In the fall of 1976 I moved back to New York after a brief stretch in L.A. I got a small apartment on Bleecker and Sullivan, in Greenwich Village; my ex-wife and kids lived at Houston and Sixth, just a stone's throw away if you were a major league right fielder. My daughter Alison had just turned seven, and was in the second grade at P.S. 41. Her teacher was Miss Ackerman.
Now that was a while ago, and I can't remember whether Alison loved or hated thus particular teacher, and what does it matter, anyway? What I liked was the woman's name. It struck me as just right for the story I was writing, neither common nor uncommon, ethnically non-specific, and -- well, who knows exactly why I liked it? And what difference could it possibly make?
I wrote the story and sent it to Eleanor Sullivan, who selected it for Alfred Hitchcock's Mystery Magazine, where it was published the following July. I tucked it into Sometimes They Bite, my first short story collection, and included it later on in my omnibus volume, Enough Rope. It hasn't been anthologized much.
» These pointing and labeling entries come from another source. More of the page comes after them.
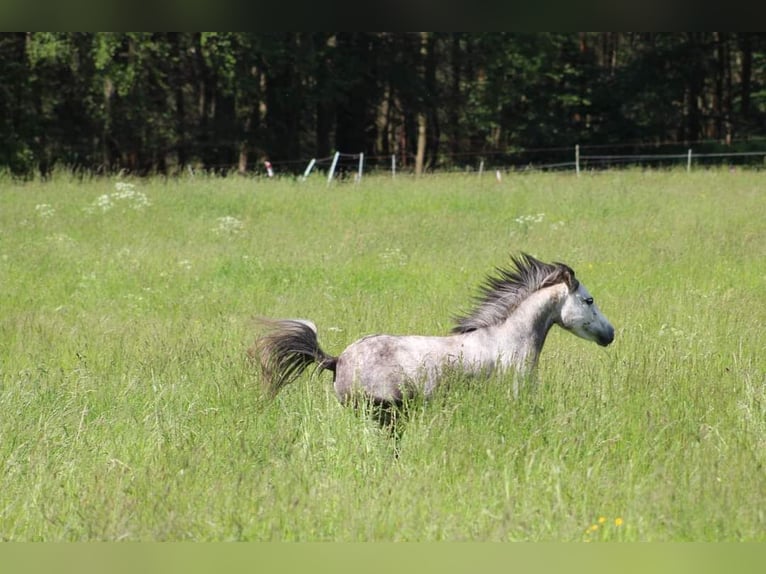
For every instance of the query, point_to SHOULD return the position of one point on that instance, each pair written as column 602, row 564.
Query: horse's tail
column 285, row 350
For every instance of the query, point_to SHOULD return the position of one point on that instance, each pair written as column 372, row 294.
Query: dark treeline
column 161, row 102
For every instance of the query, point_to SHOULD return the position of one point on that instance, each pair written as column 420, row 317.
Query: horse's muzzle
column 607, row 338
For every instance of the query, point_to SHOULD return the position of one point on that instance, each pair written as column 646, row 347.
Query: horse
column 514, row 310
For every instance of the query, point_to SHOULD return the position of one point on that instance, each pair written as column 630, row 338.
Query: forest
column 162, row 103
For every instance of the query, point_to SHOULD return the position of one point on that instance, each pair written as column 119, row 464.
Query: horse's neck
column 518, row 341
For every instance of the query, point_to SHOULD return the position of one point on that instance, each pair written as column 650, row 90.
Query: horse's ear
column 569, row 279
column 565, row 274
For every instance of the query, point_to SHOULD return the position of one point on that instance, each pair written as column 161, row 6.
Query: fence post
column 577, row 159
column 332, row 167
column 361, row 164
column 309, row 168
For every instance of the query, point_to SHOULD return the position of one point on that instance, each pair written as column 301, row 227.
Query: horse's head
column 580, row 314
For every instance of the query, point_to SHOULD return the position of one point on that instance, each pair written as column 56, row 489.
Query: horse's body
column 507, row 330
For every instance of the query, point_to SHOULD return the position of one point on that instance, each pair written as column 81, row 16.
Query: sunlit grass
column 130, row 412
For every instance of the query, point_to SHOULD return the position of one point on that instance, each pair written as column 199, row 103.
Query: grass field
column 129, row 411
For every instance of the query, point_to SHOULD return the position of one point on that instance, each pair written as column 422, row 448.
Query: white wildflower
column 228, row 225
column 44, row 210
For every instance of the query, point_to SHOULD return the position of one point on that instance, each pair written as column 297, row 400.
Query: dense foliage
column 160, row 102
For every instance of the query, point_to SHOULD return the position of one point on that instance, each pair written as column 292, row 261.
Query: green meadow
column 130, row 411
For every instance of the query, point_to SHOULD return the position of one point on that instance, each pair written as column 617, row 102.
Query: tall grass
column 130, row 412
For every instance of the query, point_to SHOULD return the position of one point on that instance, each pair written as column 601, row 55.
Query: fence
column 580, row 158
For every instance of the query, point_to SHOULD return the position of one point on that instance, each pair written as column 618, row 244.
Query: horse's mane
column 503, row 292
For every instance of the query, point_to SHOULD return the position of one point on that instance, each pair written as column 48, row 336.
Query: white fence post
column 361, row 164
column 577, row 159
column 309, row 168
column 332, row 167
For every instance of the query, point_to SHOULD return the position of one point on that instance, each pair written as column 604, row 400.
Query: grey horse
column 514, row 311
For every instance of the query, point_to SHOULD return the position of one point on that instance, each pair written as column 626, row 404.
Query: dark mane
column 501, row 293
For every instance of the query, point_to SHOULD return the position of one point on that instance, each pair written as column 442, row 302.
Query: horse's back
column 386, row 367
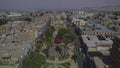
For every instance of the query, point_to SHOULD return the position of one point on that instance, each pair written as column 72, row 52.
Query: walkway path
column 59, row 62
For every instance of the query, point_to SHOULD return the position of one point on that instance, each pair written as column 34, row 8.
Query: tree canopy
column 66, row 35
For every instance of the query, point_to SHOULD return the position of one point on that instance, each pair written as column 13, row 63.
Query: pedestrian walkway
column 59, row 61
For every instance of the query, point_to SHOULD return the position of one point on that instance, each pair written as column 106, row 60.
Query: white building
column 97, row 43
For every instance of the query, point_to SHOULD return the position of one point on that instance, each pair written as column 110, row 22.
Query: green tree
column 34, row 61
column 66, row 35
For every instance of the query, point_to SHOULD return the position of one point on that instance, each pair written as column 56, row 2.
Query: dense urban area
column 60, row 39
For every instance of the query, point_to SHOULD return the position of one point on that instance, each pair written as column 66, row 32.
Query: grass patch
column 66, row 65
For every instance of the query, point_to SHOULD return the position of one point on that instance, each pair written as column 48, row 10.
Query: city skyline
column 55, row 4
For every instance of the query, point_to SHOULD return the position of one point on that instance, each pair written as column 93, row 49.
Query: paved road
column 77, row 46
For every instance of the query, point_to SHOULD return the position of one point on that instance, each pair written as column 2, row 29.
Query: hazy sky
column 54, row 4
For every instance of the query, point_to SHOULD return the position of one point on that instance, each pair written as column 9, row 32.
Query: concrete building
column 97, row 43
column 115, row 52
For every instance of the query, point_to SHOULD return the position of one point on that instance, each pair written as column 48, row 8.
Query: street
column 79, row 58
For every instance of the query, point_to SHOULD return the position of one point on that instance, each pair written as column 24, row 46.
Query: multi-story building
column 98, row 43
column 115, row 52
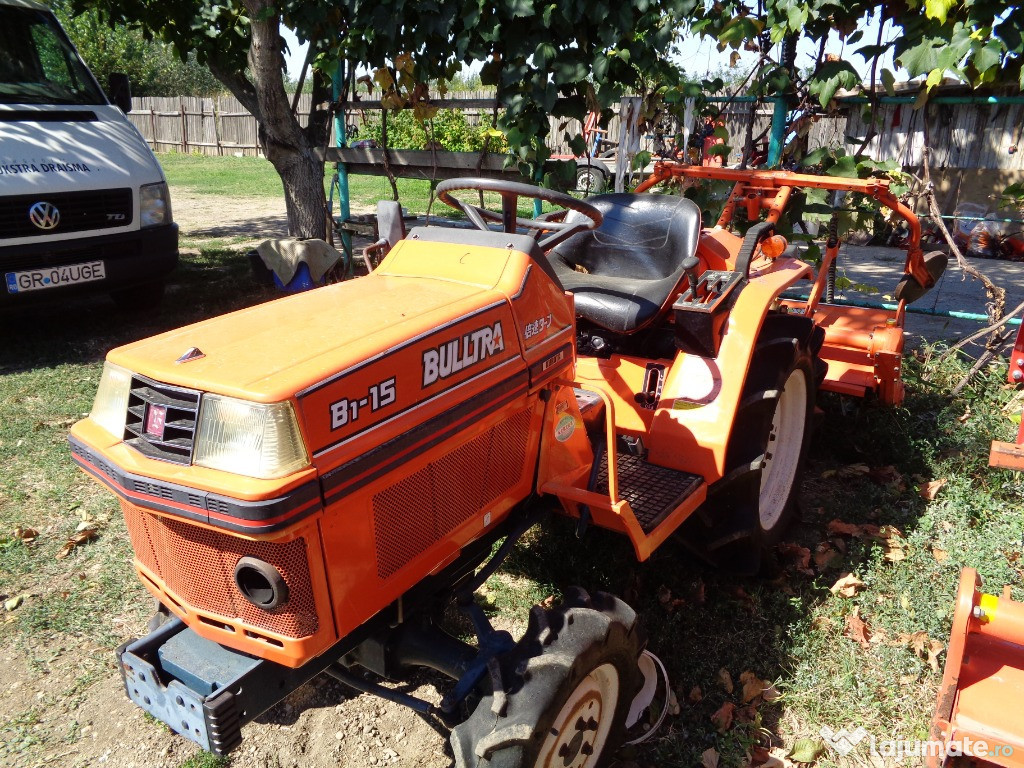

Just recently a friend wanted a New York story for a Cable TV anthology show she's been putting together. If she likes it, and if the show clears the next hurdle, I'll have the job of adapting it for the not-so-small-anymore screen. That might happen, but it might not; meanwhile, I spent a couple of hours cleaning up the lousy OCR scan and turning it into something people could actually read, and figured the least I could do was make it eVailable to y'all. So here it is.
I hope Miss Ackerman's doing just fine. The real one, that is to say. Alison's second grade teacher.